Bisulfite Sequencing (WGBS)

Overview

Whole-genome bisulfite sequencing (WGBS) provides single-nucleotide resolution maps of DNA methylation across the entire genome. Sodium bisulfite treatment converts unmethylated cytosines to uracils while leaving methylated cytosines intact. Sequencing reads are then aligned to a bisulfite-converted reference genome, and the methylation status of each CpG (or non-CpG) site is determined from the ratio of converted to unconverted bases. This pipeline implements a standard WGBS analysis: adapter trimming with Trim Galore, alignment and deduplication with Bismark, methylation extraction, and aggregated quality reporting with MultiQC.

Pipeline Steps

  1. Trim Galore – Remove adapter sequences and low-quality bases from paired-end reads. Trim Galore automatically detects Illumina adapter contamination and applies quality trimming.

  2. Bismark align – Align trimmed reads to a bisulfite-converted reference genome using Bismark (wrapping Bowtie 2). Bismark handles the four possible bisulfite-converted strands transparently.

  3. Bismark dedup – Remove PCR duplicates from the aligned BAM file.
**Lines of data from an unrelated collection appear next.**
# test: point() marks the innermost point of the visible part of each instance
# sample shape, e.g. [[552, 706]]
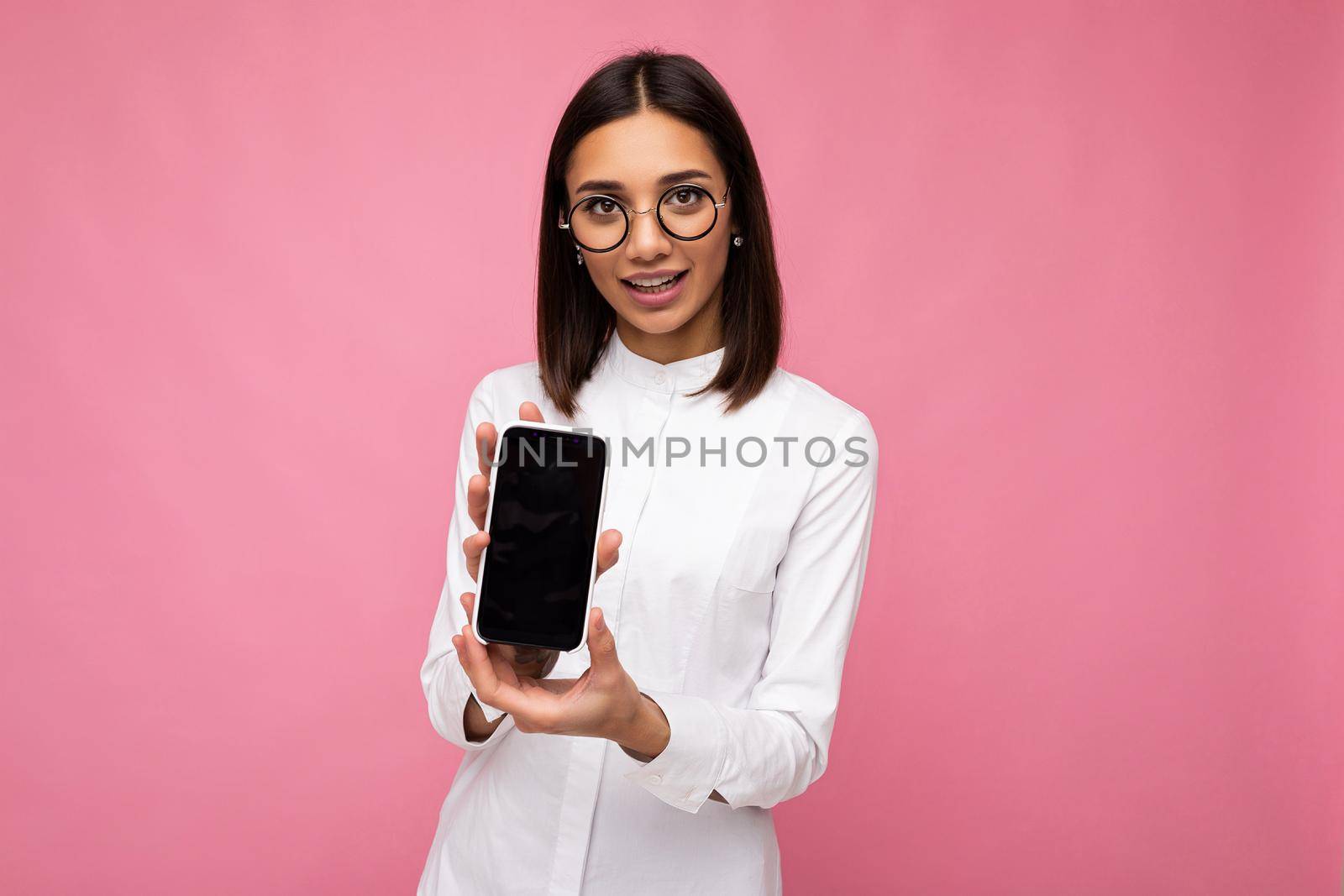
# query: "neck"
[[698, 336]]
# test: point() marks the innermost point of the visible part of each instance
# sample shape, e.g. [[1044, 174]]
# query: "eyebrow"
[[665, 181]]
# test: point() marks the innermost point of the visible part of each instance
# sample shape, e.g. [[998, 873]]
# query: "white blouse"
[[732, 600]]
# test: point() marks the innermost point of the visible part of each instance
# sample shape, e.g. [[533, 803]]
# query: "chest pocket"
[[756, 553]]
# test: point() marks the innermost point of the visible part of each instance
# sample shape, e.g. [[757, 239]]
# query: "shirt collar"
[[685, 375]]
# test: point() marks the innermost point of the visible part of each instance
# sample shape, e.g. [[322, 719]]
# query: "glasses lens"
[[597, 223], [687, 211]]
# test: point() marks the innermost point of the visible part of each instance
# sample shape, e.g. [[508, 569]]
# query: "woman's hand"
[[533, 663], [601, 703]]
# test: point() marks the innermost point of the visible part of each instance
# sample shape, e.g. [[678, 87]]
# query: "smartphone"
[[537, 574]]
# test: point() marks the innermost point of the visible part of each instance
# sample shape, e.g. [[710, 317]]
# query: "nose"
[[647, 238]]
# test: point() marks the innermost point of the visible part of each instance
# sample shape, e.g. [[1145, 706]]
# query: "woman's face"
[[632, 157]]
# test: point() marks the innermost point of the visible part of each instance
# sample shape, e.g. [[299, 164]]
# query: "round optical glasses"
[[685, 211]]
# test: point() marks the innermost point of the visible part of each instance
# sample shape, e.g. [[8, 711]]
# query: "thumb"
[[601, 642]]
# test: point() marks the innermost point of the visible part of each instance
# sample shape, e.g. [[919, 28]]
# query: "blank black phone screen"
[[543, 531]]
Deduplication is critical in WGBS because duplicate reads inflate apparent coverage and bias methylation estimates.

  4. Methylation extraction – Extract per-cytosine methylation calls from deduplicated alignments, producing bedGraph and coverage files.
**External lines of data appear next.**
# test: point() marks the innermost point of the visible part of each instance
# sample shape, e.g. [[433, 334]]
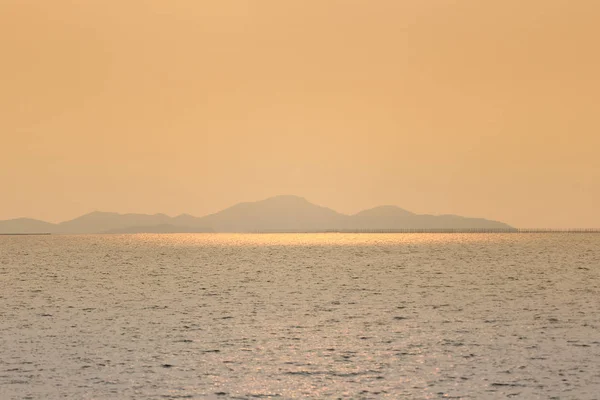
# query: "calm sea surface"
[[414, 316]]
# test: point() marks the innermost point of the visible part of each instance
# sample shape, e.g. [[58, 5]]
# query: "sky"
[[478, 108]]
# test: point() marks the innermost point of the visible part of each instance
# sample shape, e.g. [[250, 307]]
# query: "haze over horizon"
[[483, 109]]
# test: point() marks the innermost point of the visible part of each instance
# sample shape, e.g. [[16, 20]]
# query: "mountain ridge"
[[278, 213]]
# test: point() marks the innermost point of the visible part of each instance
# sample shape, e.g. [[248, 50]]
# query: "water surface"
[[300, 316]]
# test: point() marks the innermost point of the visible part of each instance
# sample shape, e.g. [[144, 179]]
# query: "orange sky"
[[478, 108]]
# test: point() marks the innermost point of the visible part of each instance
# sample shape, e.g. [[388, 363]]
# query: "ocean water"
[[217, 316]]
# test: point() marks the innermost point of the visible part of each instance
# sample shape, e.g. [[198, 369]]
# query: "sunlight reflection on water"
[[300, 315]]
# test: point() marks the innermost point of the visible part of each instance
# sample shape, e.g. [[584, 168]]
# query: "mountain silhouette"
[[278, 214]]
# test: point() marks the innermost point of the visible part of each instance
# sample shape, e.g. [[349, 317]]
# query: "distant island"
[[275, 214]]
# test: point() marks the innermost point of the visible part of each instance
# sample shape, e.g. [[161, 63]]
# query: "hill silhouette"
[[279, 213]]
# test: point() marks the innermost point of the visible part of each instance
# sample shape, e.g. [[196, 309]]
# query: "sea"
[[300, 316]]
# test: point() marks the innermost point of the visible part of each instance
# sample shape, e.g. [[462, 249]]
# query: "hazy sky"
[[471, 107]]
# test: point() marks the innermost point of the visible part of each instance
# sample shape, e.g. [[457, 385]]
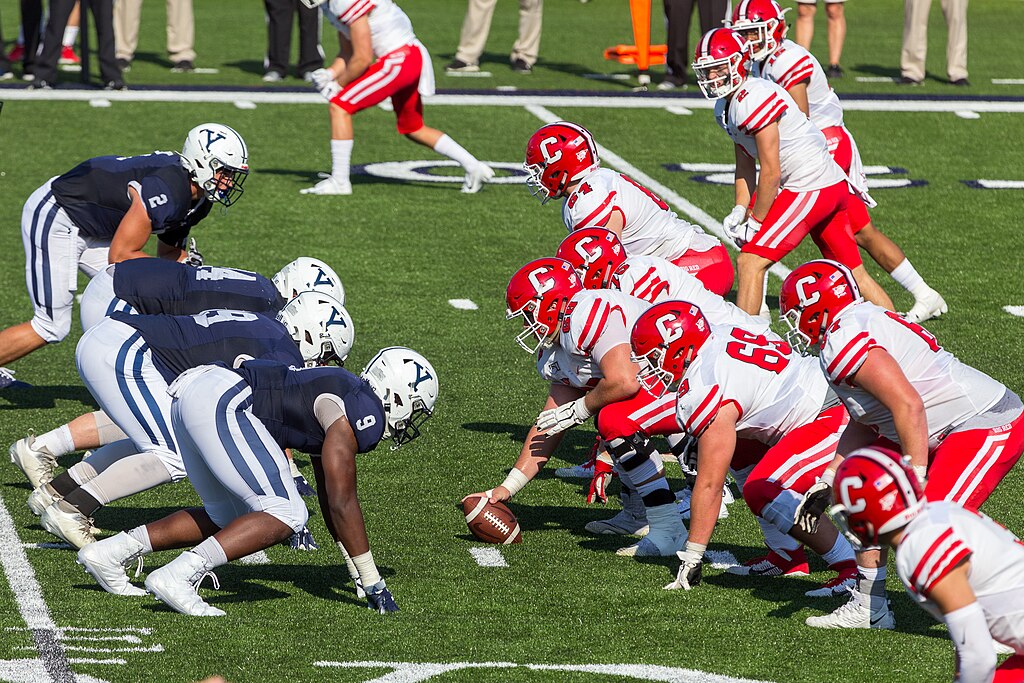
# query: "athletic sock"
[[449, 147], [341, 157]]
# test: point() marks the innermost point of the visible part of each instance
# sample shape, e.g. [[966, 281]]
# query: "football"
[[491, 522]]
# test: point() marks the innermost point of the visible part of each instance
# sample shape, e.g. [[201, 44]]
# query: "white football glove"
[[559, 419]]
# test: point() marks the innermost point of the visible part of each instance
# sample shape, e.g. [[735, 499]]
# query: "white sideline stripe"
[[623, 102], [463, 304], [488, 557], [259, 557], [689, 210]]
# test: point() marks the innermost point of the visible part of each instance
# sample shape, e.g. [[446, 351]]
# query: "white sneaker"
[[42, 498], [929, 305], [623, 523], [176, 585], [855, 613], [107, 559], [37, 464], [74, 527], [475, 178], [329, 185], [576, 472]]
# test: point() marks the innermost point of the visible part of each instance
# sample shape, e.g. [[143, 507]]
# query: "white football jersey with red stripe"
[[804, 160], [952, 392], [943, 535], [389, 27], [790, 65], [774, 389], [655, 280], [649, 226]]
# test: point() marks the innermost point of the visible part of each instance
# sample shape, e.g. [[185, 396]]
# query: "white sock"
[[906, 275], [841, 552], [449, 147], [57, 441], [341, 156]]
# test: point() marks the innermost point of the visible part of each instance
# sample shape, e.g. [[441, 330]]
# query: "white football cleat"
[[105, 561], [929, 305], [855, 613], [329, 185], [176, 585], [74, 527], [624, 523], [37, 464], [42, 498], [480, 174]]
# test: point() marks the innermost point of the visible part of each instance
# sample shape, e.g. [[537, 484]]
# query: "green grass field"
[[403, 249]]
  5. MultiQC – Aggregate Trim Galore, Bismark alignment, deduplication, and methylation extraction reports into a single HTML summary.

Implementation

# Snakefile -- WGBS Bisulfite Sequencing Pipeline
configfile: "config.yaml"

SAMPLES     = config["samples"]
BISMARK_IDX = config["bismark_index"]

rule all:
    input:
        expand("results/methylation/{sample}.bismark.cov.gz", sample=SAMPLES),
        "results/multiqc/multiqc_report.html"

rule trim_galore:
    input:
        r1="data/{sample}_R1.fastq.gz",
        r2="data/{sample}_R2.fastq.gz"
    output:
        r1="results/trimmed/{sample}_R1_val_1.fq.gz",
        r2="results/trimmed/{sample}_R2_val_2.fq.gz",
        report_r1="results/trimmed/{sample}_R1.fastq.gz_trimming_report.txt",
        report_r2="results/trimmed/{sample}_R2.fastq.gz_trimming_report.txt"
    threads: 4
    conda: "envs/trimgalore.yaml"
    shell:
        """
        trim_galore --paired --cores {threads} \
          -o results/trimmed/ \
          {input.r1} {input.r2}
        """

rule bismark_align:
    input:
        r1="results/trimmed/{sample}_R1_val_1.fq.gz",
        r2="results/trimmed/{sample}_R2_val_2.fq.gz"
    output:
        bam="results/bismark/{sample}_R1_val_1_bismark_bt2_pe.bam",
        report="results/bismark/{sample}_R1_val_1_bismark_bt2_PE_report.txt"
    threads: 8
    params:
        idx=BISMARK_IDX
    conda: "envs/bismark.yaml"
    shell:
        """
        bismark --genome {params.idx} \
          -1 {input.r1} -2 {input.r2} \
          --parallel {threads} \
          -o results/bismark/
        """

rule bismark_dedup:
    input:
        "results/bismark/{sample}_R1_val_1_bismark_bt2_pe.bam"
    output:
        bam="results/dedup/{sample}.deduplicated.bam",
        report="results/dedup/{sample}.deduplication_report.txt"
    conda: "envs/bismark.yaml"
    shell:
        """
        deduplicate_bismark --paired --bam \
          --output_dir results/dedup/ \
          {input}
        """

rule methylation_extract:
    input:
        "results/dedup/{sample}.deduplicated.bam"
    output:
        "results/methylation/{sample}.bismark.cov.gz"
    params:
        idx=BISMARK_IDX
    threads: 8
    conda: "envs/bismark.yaml"
    shell:
        """
        bismark_methylation_extractor --paired-end \
          --comprehensive --merge_non_CpG \
          --parallel {threads} \
          --genome_folder {params.idx} \
          --bedGraph --counts \
          -o results/methylation/ \
          {input}
        """

rule multiqc:
    input:
        expand("results/methylation/{sample}.bismark.cov.gz", sample=SAMPLES)
    output:
        "results/multiqc/multiqc_report.html"
    conda: "envs/multiqc.yaml"
    shell:
        "multiqc results/ -o results/multiqc/ --force"

Expected Output

After a successful run the output directory will contain:

  • results/trimmed/ – Adapter-trimmed FASTQ files and Trim Galore trimming reports.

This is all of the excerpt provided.